Was out in the country this weekend, and saw a number of clumps of this flower along the road, as well as at the entrance drive to an old homeplace. Looks like a daffodil or narcissus to me, but awfully late to bloom. Does anyone recognize the cultivar?
Who Recognizes this Flower?
Old House Gardens has a number of heirloom bulbs that look similar. They are lovely.
Hmm...Queen of the North does look a bit similar, but these petals are more reflexed and indented (my new horticultural term)! It does show it as a mid/late, so that fits...
Edited to say-- I had also posted this at the bulbs forum, and I believe I have my answer. Copied this from there. Take a look at the pics in Plantfiles, and I think you'll agree it is correct: Also, Scott Ogden, at page 111 of his "Garden Bulbs for the South," discusses a Narcissus which also looks a lot like yours.

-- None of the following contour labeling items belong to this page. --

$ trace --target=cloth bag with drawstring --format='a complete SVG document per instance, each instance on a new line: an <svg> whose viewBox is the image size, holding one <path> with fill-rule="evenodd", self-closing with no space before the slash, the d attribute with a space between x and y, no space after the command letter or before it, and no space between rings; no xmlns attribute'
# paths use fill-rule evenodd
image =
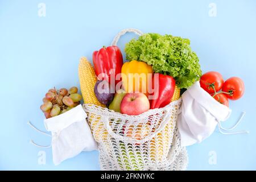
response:
<svg viewBox="0 0 256 182"><path fill-rule="evenodd" d="M55 165L82 151L97 149L86 117L79 105L64 114L44 120L46 129L52 133L52 158Z"/></svg>
<svg viewBox="0 0 256 182"><path fill-rule="evenodd" d="M188 89L181 97L182 104L177 121L181 146L201 142L213 133L217 125L218 125L220 131L224 134L247 133L246 131L236 133L221 131L234 129L244 114L231 129L222 128L221 122L229 118L231 109L215 100L201 88L199 81Z"/></svg>

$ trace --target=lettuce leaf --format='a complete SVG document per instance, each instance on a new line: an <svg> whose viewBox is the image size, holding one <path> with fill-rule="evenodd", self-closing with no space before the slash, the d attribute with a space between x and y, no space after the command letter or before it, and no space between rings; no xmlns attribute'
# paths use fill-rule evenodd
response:
<svg viewBox="0 0 256 182"><path fill-rule="evenodd" d="M126 59L143 61L152 65L155 73L172 76L180 88L187 88L199 80L199 60L187 39L145 34L125 46Z"/></svg>

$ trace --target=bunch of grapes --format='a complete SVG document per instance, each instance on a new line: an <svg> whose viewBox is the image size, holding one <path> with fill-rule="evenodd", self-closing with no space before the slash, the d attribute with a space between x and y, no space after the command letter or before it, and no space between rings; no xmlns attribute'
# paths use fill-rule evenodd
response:
<svg viewBox="0 0 256 182"><path fill-rule="evenodd" d="M65 88L60 90L51 89L43 99L44 102L40 109L47 119L63 114L79 105L82 96L77 93L76 86L68 90Z"/></svg>

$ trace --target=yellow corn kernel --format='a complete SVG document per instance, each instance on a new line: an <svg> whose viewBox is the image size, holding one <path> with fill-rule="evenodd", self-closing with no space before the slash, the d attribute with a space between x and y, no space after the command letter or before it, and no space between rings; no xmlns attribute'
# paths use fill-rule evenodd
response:
<svg viewBox="0 0 256 182"><path fill-rule="evenodd" d="M174 96L172 96L171 101L172 102L177 100L179 98L180 98L180 89L177 87L176 85L175 85Z"/></svg>
<svg viewBox="0 0 256 182"><path fill-rule="evenodd" d="M93 104L101 107L106 107L98 101L95 96L94 88L97 81L97 77L93 66L85 57L80 59L79 76L84 104Z"/></svg>

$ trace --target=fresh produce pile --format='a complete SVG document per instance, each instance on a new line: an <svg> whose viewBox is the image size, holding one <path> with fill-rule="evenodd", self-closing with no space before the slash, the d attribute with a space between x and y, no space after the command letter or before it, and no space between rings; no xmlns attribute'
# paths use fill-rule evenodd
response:
<svg viewBox="0 0 256 182"><path fill-rule="evenodd" d="M243 81L237 77L229 78L224 82L222 76L216 72L209 72L200 78L202 88L220 103L229 106L229 99L237 100L245 92Z"/></svg>
<svg viewBox="0 0 256 182"><path fill-rule="evenodd" d="M85 81L88 75L93 77L93 92L97 99L90 104L100 102L101 106L117 112L138 115L177 100L181 88L188 88L200 79L199 59L191 51L188 39L146 34L127 44L125 51L130 61L125 63L121 51L115 46L94 51L94 72L92 65L85 63L88 61L84 61L85 68L80 69L80 82ZM142 79L141 74L150 76ZM157 85L154 85L155 81ZM81 91L85 102L89 103L86 96L92 95L92 88L81 88Z"/></svg>
<svg viewBox="0 0 256 182"><path fill-rule="evenodd" d="M109 109L128 115L138 115L150 109L164 107L171 102L175 89L173 77L159 73L156 78L152 66L144 61L134 60L123 64L121 52L117 46L103 47L94 52L93 63L96 76L104 75L101 76L101 80L96 82L93 91L98 101ZM115 79L114 84L111 84L111 69L115 71L114 78L121 73L122 81ZM142 79L142 73L151 75ZM132 76L129 77L129 75ZM136 79L139 81L136 82ZM158 89L149 93L149 85L154 85L155 79L158 79ZM115 88L119 84L122 86L115 92ZM176 88L179 92L177 87ZM158 97L149 99L149 96L154 94Z"/></svg>
<svg viewBox="0 0 256 182"><path fill-rule="evenodd" d="M128 61L125 63L115 46L94 51L94 67L82 58L79 72L84 103L138 115L177 100L180 89L187 89L199 80L204 90L228 106L228 99L241 98L244 85L240 78L232 77L224 82L215 72L201 77L199 59L189 44L187 39L149 33L126 45ZM143 79L142 74L150 76ZM79 104L82 97L77 92L75 87L69 91L50 89L41 106L46 117L62 114Z"/></svg>
<svg viewBox="0 0 256 182"><path fill-rule="evenodd" d="M126 59L152 65L155 73L172 76L179 88L188 88L201 75L199 60L190 41L171 35L145 34L125 47Z"/></svg>
<svg viewBox="0 0 256 182"><path fill-rule="evenodd" d="M43 98L43 104L40 109L47 119L63 114L80 104L82 96L77 93L76 86L68 90L65 88L60 90L51 89Z"/></svg>

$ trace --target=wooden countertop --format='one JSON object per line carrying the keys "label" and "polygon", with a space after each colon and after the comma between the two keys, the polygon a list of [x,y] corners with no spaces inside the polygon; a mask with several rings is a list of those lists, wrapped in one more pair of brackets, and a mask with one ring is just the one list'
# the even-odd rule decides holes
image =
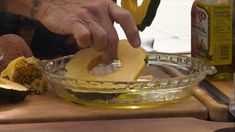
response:
{"label": "wooden countertop", "polygon": [[4,132],[234,132],[233,122],[157,118],[0,125]]}
{"label": "wooden countertop", "polygon": [[196,98],[149,109],[107,109],[81,106],[48,91],[44,95],[27,96],[17,104],[0,105],[0,123],[36,123],[105,119],[132,119],[156,117],[195,117],[208,119],[208,110]]}

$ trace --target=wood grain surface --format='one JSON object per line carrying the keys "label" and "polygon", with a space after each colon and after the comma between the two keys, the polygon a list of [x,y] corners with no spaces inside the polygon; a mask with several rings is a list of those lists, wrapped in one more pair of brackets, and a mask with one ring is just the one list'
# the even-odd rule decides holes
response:
{"label": "wood grain surface", "polygon": [[4,132],[234,132],[234,122],[195,118],[99,120],[0,125]]}
{"label": "wood grain surface", "polygon": [[208,111],[194,97],[162,108],[123,110],[66,102],[51,91],[44,95],[28,96],[21,103],[0,105],[0,123],[5,124],[159,117],[208,119]]}

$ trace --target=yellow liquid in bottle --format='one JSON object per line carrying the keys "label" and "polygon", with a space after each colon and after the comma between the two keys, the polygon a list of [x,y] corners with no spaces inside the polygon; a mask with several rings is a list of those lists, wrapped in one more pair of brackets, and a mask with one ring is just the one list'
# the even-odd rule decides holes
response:
{"label": "yellow liquid in bottle", "polygon": [[232,43],[232,4],[197,0],[196,57],[214,65],[211,80],[232,80],[235,71],[235,46]]}

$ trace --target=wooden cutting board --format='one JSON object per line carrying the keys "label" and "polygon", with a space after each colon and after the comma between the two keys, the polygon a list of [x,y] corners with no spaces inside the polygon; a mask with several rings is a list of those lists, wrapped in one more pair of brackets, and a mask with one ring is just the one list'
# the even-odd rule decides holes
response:
{"label": "wooden cutting board", "polygon": [[4,132],[234,132],[233,122],[195,118],[125,119],[0,125]]}
{"label": "wooden cutting board", "polygon": [[[211,83],[226,96],[232,96],[232,81],[211,81]],[[198,85],[193,88],[192,95],[204,104],[209,111],[209,118],[213,121],[228,121],[229,110],[228,105],[217,102],[206,91]]]}
{"label": "wooden cutting board", "polygon": [[86,107],[66,102],[52,91],[28,96],[17,104],[0,105],[0,123],[36,123],[81,120],[131,119],[156,117],[195,117],[207,119],[207,108],[189,97],[176,104],[149,109],[107,109]]}

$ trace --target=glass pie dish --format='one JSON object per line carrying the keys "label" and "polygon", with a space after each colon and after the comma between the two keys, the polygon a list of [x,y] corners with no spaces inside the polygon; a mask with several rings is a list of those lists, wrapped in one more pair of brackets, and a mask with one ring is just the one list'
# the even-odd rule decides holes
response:
{"label": "glass pie dish", "polygon": [[[66,77],[66,64],[73,55],[41,61],[39,68],[55,92],[65,100],[86,106],[123,109],[160,107],[178,102],[190,96],[191,86],[216,72],[213,66],[192,57],[158,52],[147,52],[147,56],[145,71],[136,81],[89,81]],[[118,68],[121,62],[110,65]]]}

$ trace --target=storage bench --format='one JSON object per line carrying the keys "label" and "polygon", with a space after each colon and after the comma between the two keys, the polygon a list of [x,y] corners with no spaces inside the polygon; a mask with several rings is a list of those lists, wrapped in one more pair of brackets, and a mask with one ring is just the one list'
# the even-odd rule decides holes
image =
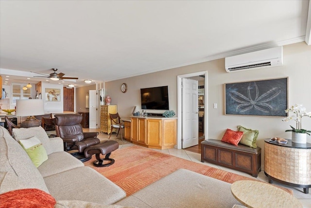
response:
{"label": "storage bench", "polygon": [[201,161],[250,173],[257,177],[261,170],[261,148],[252,148],[239,144],[238,146],[217,139],[207,139],[201,143]]}

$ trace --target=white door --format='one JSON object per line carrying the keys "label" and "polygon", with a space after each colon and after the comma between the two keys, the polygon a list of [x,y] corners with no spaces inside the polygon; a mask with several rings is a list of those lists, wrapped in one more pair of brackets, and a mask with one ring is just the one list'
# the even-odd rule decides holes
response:
{"label": "white door", "polygon": [[182,148],[199,144],[198,81],[182,78]]}
{"label": "white door", "polygon": [[96,91],[90,90],[89,93],[89,126],[90,129],[96,129]]}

He says,
Quoting:"The old hybrid called April beauty or twin sisters is actually Narcissus xmedioluteus (N. biflorus), a natural cross of N. poeticus and N. tazetta cultivated since the sixteenth century. The round, white-petaled blooms bear small, yellow cups, and appear mostly in pairs, but sometimes singly or three together. They often close the daffodil season in late April."
Go to Google books, search for this book, and then scroll down to that page. There is also a picture of it there, which caption states, "April beauty or twin sisters (Narcissus xmedioluteus) is a late-blooming historic variety common in the upper South."
This message was edited Apr 19, 2011 8:34 PM
I wouldn't want to go around pronouncing that name, LOL. How cool that you identified it and I hope you can "acquire" some of the bulbs. Sounds like they need to be rescued.
Hop on over to the bulbs forum and see the discussion (sorry, didn't link). Says that this bulb has been planted for over 200 years in the south. Cool, eh? I love seeing what people grew in years past. We plant, and envision what we plant will look like in 5 or 10 or 20 years. Imagine if you could check out some things you planted 100 years later!